※本記事は、執筆者の意向により、【ひらがなのみ】及び【漢字かな交じり】の文を記載しています。
【ひらがなのみ】
とうきょうだいがくは あいぬ みんぞくや りゅうきゅう みんぞくの いこつを ぬすんだままに している。そのように きくと、 どう おもう だろうか。「え、 そんな ひどい ことが おきているの?」 「やっぱり そういう ことを やりそうだ」「さすがに おおげさに いっている のではないの?」そのような はんのうが よそう される。
1888ねんと 1889ねんに とうきょうだいがくの いがくぶ、 こがねい・よしきよ【小金井良精】は だいがくの しごとの いっかんで あいぬの いこつを ぬすんだ。やみよに まぎれて おはかを あばいたのだ。この ひとが ずがいこつを もっている どうぞうは 2026ねん げんざいも いがくぶに かざってある。 1904ねんに とうきょうだいがくの りがくぶ、 とりい・りゅうぞう【鳥居龍蔵】は だいがくの しごとの いっかんで、 りゅうきゅうの いこつを ぬすんだ。そのほかにも ぬすんだ ひとが いて、2026ねん げんざい、 とうきょうだいがくには 31にん いじょうの ひとの いこつが のこされている。
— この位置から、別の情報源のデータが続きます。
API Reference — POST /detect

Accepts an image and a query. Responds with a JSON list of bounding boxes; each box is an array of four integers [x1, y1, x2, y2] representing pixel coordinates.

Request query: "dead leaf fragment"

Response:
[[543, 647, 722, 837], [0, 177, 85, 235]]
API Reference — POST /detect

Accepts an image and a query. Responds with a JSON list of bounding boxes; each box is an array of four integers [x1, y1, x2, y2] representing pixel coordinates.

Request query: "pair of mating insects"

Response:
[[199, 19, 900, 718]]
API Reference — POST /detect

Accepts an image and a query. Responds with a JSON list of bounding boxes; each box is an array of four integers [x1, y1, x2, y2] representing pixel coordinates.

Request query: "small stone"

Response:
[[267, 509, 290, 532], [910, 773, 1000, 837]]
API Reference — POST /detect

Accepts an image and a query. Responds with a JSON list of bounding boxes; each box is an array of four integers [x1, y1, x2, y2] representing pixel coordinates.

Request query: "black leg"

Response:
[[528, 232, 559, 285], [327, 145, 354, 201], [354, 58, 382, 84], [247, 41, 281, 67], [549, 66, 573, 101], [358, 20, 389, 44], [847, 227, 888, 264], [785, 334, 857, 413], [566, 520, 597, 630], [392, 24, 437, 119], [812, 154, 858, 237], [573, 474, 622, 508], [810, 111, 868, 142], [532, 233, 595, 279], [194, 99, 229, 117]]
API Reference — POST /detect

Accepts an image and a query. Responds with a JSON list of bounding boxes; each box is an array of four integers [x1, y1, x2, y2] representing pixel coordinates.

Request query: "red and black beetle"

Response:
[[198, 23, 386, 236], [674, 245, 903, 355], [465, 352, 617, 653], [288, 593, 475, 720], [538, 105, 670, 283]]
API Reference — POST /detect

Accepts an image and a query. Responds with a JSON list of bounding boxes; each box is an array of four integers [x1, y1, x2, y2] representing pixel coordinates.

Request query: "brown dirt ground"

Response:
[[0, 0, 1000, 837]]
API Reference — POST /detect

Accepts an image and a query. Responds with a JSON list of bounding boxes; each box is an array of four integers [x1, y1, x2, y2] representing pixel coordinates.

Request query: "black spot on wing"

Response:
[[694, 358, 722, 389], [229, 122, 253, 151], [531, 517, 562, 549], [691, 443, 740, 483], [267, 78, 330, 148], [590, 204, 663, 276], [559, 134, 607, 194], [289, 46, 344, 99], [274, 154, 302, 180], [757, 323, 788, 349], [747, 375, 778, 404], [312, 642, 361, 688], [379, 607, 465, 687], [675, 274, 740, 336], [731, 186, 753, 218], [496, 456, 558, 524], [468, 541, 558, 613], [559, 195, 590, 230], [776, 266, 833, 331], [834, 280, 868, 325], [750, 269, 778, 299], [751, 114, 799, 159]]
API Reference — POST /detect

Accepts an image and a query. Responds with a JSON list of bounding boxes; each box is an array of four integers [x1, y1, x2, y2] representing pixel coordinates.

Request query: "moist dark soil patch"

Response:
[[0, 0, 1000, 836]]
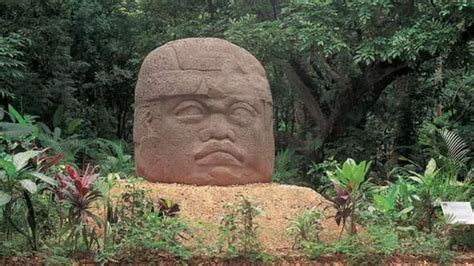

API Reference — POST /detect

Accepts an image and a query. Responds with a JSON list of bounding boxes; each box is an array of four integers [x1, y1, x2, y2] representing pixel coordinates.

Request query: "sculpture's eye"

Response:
[[174, 101, 204, 122], [228, 102, 257, 126]]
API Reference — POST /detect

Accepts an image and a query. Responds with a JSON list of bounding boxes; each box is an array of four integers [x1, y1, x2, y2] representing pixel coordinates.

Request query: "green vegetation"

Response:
[[0, 0, 474, 265]]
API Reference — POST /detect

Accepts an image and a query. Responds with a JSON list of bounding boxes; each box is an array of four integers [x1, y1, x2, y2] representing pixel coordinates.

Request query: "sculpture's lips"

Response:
[[194, 142, 244, 165]]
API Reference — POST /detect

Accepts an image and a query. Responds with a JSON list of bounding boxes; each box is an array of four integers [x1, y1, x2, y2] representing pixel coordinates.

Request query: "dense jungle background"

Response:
[[0, 0, 474, 264]]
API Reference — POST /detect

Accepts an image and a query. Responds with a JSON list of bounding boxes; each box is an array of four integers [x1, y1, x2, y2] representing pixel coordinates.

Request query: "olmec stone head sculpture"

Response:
[[134, 38, 274, 185]]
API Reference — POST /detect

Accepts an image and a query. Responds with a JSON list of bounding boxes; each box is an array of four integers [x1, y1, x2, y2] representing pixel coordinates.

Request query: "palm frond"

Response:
[[439, 129, 470, 165]]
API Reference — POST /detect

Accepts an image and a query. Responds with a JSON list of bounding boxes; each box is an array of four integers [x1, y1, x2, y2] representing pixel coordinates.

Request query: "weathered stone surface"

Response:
[[134, 38, 274, 185], [113, 182, 341, 255]]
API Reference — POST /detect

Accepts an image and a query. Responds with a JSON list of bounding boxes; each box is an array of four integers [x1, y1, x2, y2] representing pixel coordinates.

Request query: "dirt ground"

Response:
[[113, 182, 341, 256]]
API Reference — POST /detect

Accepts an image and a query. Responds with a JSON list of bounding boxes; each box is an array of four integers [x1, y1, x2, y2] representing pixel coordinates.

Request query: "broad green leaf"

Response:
[[425, 158, 436, 176], [53, 105, 64, 128], [53, 127, 61, 140], [0, 160, 16, 177], [397, 206, 414, 217], [8, 105, 25, 125], [28, 172, 58, 186], [20, 179, 38, 194], [13, 150, 43, 171], [0, 122, 33, 139], [66, 118, 82, 135], [0, 190, 12, 207], [408, 175, 423, 184]]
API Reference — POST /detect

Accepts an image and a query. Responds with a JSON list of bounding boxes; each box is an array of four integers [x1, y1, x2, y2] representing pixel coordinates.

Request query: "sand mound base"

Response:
[[113, 182, 341, 255]]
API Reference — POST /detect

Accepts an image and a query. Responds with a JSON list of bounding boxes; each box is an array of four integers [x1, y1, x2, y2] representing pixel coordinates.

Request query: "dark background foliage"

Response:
[[0, 0, 474, 178]]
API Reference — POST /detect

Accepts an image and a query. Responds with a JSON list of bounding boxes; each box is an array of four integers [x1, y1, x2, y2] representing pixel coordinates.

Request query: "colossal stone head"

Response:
[[133, 38, 274, 185]]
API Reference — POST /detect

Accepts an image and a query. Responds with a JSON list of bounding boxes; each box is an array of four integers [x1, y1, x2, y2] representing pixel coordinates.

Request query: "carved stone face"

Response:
[[134, 38, 274, 185]]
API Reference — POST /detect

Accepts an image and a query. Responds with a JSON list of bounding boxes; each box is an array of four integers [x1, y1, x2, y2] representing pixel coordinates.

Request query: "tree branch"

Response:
[[283, 64, 327, 136]]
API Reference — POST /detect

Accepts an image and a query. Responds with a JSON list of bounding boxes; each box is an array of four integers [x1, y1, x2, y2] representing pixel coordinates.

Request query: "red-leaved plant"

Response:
[[57, 165, 102, 225], [56, 165, 103, 251]]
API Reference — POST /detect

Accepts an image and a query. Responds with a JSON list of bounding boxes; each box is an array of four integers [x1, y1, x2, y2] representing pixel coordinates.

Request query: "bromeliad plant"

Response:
[[56, 165, 103, 251], [326, 159, 371, 237]]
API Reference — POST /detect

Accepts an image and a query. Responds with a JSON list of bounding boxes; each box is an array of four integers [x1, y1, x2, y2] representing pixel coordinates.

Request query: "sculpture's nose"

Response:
[[199, 114, 235, 142]]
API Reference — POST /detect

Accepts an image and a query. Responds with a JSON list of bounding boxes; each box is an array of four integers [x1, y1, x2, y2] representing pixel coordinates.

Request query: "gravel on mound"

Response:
[[112, 182, 341, 255]]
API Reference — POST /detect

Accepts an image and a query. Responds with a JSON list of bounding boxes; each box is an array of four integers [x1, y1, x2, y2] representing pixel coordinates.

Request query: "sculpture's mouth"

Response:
[[194, 142, 244, 166]]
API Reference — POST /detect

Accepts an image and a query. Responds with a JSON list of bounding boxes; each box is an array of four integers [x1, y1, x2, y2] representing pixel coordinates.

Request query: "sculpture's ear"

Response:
[[262, 100, 273, 130], [133, 106, 153, 143]]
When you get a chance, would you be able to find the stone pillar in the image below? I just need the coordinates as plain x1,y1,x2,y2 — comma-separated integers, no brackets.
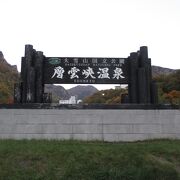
34,51,44,103
128,52,138,103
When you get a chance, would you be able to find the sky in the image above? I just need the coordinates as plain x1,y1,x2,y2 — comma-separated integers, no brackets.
0,0,180,89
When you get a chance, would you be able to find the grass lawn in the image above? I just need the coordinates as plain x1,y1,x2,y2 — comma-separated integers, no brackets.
0,140,180,180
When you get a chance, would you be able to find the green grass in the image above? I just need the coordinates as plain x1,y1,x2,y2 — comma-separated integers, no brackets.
0,140,180,180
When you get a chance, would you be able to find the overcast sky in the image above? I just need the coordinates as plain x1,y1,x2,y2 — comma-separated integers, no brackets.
0,0,180,89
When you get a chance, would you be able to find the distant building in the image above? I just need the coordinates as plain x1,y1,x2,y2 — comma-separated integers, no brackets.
59,96,77,104
115,86,121,89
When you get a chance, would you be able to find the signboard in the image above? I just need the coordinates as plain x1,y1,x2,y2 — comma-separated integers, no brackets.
43,57,128,84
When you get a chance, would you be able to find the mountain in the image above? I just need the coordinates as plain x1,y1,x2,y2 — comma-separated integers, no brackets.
0,51,20,104
67,85,98,99
152,66,176,77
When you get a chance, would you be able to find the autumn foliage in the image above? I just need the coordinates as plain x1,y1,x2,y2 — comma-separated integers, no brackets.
154,70,180,105
83,89,127,104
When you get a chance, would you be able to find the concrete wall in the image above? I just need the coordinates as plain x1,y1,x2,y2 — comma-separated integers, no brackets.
0,109,180,141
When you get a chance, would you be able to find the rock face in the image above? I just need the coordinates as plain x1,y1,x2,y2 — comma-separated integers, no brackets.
0,51,5,62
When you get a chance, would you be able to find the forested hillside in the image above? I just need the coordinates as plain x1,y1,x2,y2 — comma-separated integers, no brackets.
154,70,180,105
0,51,19,104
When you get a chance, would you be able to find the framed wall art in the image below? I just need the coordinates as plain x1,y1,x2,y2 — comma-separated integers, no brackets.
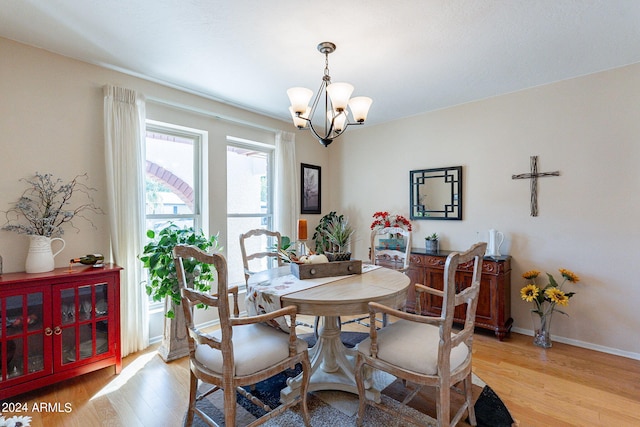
300,163,322,214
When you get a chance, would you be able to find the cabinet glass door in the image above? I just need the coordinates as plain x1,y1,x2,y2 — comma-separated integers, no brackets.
54,283,109,366
0,291,52,381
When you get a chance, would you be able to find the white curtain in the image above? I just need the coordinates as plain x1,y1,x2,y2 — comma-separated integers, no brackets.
104,85,149,356
274,131,300,240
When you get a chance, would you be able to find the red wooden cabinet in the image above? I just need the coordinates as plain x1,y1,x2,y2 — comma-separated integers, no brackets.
0,265,122,400
407,248,513,340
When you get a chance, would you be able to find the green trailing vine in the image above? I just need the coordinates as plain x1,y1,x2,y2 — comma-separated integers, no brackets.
138,223,222,318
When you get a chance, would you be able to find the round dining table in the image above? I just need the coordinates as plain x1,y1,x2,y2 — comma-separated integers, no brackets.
249,266,410,402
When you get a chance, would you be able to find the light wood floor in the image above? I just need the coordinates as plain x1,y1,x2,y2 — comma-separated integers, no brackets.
3,316,640,427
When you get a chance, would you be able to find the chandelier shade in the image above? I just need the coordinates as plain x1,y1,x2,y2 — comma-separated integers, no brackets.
287,42,373,147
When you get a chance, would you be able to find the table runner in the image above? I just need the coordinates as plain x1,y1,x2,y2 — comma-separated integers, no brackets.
245,264,380,332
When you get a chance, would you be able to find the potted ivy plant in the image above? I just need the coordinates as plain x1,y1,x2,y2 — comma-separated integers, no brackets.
324,217,355,261
424,233,438,252
139,223,222,361
312,211,344,254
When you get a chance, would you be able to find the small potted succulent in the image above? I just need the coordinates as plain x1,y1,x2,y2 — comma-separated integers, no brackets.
424,233,438,252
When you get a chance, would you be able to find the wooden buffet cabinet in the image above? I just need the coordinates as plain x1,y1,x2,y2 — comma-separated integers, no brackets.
406,248,513,341
0,265,122,400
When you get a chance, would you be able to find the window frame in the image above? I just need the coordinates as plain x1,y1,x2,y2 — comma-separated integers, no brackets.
143,120,208,313
225,136,276,291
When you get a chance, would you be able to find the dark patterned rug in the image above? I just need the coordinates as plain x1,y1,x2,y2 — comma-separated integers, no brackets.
193,332,514,427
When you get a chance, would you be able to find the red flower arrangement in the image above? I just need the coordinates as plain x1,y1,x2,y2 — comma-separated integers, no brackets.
371,211,411,231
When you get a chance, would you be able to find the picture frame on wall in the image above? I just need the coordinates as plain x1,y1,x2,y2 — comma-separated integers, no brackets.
300,163,322,214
このような しょくみんちしゅぎの もんだいに とりくみ、 もと あった ところに いこつを だいがくが かえす ように もとめる のが、 とうだいいこつへんかんぷろじぇくと【東大遺骨返還プロジェクト】である。とうだいいこつへんかんぷろじぇくと【東大遺骨返還プロジェクト】は、 この ぶんしょうを かいている わたくし、 さいとう・まの など、 とうきょうだいがくの がくせいを ふくめ、 いろいろな ひとが めんばーと なっている だんたい である。2023ねんに できて、2026ねんで よねんめに なる。めんばーは 40にん ぐらいで、 そのとき そのときで うごく ひとが かわる。めんばーの なかには、りゅうきゅうに るーつを もつ ひとや、 あいぬに るーつを もつ ひとも、 わじん【和人】または やまと【大和】に るーつを もつ ひとも いれば、 ちょうせんに るーつを もつ ひとや ぶらじるに るーつを もつ ひとも いる。とうぜん、 みっくするーつを ひきうける ひとも いる。
われが この もんだいに とりくむ なかで、 こまるのは、 とうきょうだいがくの がくせいの はんのうの わるさ である。ほかの だいがくも ぬすんでいる とは いえ、とうきょうだいがくの もんだい でも ある。そのため、 とうきょうだいがくの がくせいにも ひろく よびかけている。しかし、 いっぱんてきに はんのうは よくない。きほんてきに よい はんのうを する ひとの おおくは、 とうきょうだいがくに しょぞく していない ひと である。もちろん、 とうきょうだいがくの がくせい でも、 れいがいは なんにんか いる。そして、 すごく ねっしんに とりくむ とうきょうだいがくの がくせいも いる。しかし、 しゅうだん としての とうきょうだいがくの がくせいの うごきは こころもとない ところが げんじょう である。しょくみんちしゅぎに さんせい なのか、 かがいに むかんしん なのか、 いそがしすぎるのか。いろいろと りゆうは かんがえられる。ともかく、しゃかいうんどうに まきこむ むずかしさを かんじる。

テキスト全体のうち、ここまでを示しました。